An increased availability of information technology (IT) is currently influencing decisions to monitor structures more frequently. IT is invariably used to interpret structural behaviour from monitoring data. However, engineers remain frustrated with IT results. Engineers work with incomplete knowledge, problem specific characteristics, and context dependency. Although such conditions require interactivity and multiple solutions, most structural monitoring software provides automatic data-analysis with one interpretation.
The aim of this thesis is to determine appropriate computer support for engineers to consider multiple-interpretations so that they can converge upon better explanations of current structural behaviour. This is done through the presentation of an interactive space of solutions to which engineers can add contextual information and delete irrelevant knowledge as necessary. In order to do this successfully, compatible human-computer interaction (HCI) for engineers is needed with suitable visualisations of data and behavioural interpretations.
The main contribution of this thesis is Engineer-Computer Interaction (ECI) which is a new sub-domain of HCI specifically tailored to engineers. ECI provides a generic blueprint which i) uses an information classification schema, ii) integrates standard engineer characteristics and working procedures into the software, and iii) provides a modular approach to task decomposition; for the development of software.
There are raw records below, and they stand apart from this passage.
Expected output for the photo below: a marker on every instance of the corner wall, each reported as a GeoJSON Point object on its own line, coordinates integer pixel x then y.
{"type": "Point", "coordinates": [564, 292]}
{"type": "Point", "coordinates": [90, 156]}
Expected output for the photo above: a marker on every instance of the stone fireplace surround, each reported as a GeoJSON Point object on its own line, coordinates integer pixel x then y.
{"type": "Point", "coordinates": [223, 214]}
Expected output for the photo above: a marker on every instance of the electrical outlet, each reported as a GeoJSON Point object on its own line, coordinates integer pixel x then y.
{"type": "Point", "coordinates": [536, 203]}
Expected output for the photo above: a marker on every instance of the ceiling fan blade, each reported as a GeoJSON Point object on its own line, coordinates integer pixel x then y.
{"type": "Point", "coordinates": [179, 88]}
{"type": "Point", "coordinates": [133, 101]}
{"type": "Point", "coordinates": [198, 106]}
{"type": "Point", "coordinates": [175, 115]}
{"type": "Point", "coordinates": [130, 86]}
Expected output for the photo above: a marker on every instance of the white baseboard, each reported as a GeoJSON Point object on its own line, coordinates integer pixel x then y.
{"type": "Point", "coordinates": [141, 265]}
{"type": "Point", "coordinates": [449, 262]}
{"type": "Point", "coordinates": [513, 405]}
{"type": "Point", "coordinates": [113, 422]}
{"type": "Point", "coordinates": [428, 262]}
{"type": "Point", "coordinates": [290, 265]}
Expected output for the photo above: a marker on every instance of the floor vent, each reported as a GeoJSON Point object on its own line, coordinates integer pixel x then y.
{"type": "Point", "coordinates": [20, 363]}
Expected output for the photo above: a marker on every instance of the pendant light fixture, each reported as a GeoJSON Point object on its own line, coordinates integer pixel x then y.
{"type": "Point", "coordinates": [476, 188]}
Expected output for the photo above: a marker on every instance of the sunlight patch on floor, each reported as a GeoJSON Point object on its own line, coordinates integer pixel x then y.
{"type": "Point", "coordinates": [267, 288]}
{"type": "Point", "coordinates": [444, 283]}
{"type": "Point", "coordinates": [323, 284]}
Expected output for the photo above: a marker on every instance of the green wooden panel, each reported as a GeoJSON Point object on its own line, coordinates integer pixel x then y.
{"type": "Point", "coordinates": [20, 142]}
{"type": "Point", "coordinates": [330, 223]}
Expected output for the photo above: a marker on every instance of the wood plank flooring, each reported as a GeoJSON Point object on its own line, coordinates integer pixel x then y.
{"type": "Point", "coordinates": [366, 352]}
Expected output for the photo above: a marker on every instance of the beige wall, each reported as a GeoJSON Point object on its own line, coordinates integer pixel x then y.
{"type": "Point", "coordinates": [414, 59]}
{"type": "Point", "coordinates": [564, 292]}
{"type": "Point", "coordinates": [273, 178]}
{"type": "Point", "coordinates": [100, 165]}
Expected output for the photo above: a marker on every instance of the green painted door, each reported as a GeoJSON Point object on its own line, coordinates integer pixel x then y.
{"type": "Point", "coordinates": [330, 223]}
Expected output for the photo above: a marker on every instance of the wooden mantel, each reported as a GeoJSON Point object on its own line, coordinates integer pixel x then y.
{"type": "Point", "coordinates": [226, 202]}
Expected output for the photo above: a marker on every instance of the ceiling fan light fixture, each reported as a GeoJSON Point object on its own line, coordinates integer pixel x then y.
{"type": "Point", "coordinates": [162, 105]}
A software toolkit for structural monitoring – Structural Monitoring Tool Kit (SMTK) – has been developed according to the ECI blueprint in order to illustrate ECI utility. SMTK was empirically evaluated through standard HCI techniques to illustrate its compatibility with engineers when performing structural monitoring data interpretation.
Results show that engineers prefer software which has been developed following ECI than existing software because ECI software is tailored to their needs. A second prototype is suggested for in-service prediction to illustrate ECI generality. Finally, areas for future work have been highlighted. In conclusion, ECI is useful for the design and development of software for structural monitoring and has the potential to be applied to other engineering tasks. The ECI extensible foundation leads to revealing comparison between structural monitoring and other tasks such as analysis.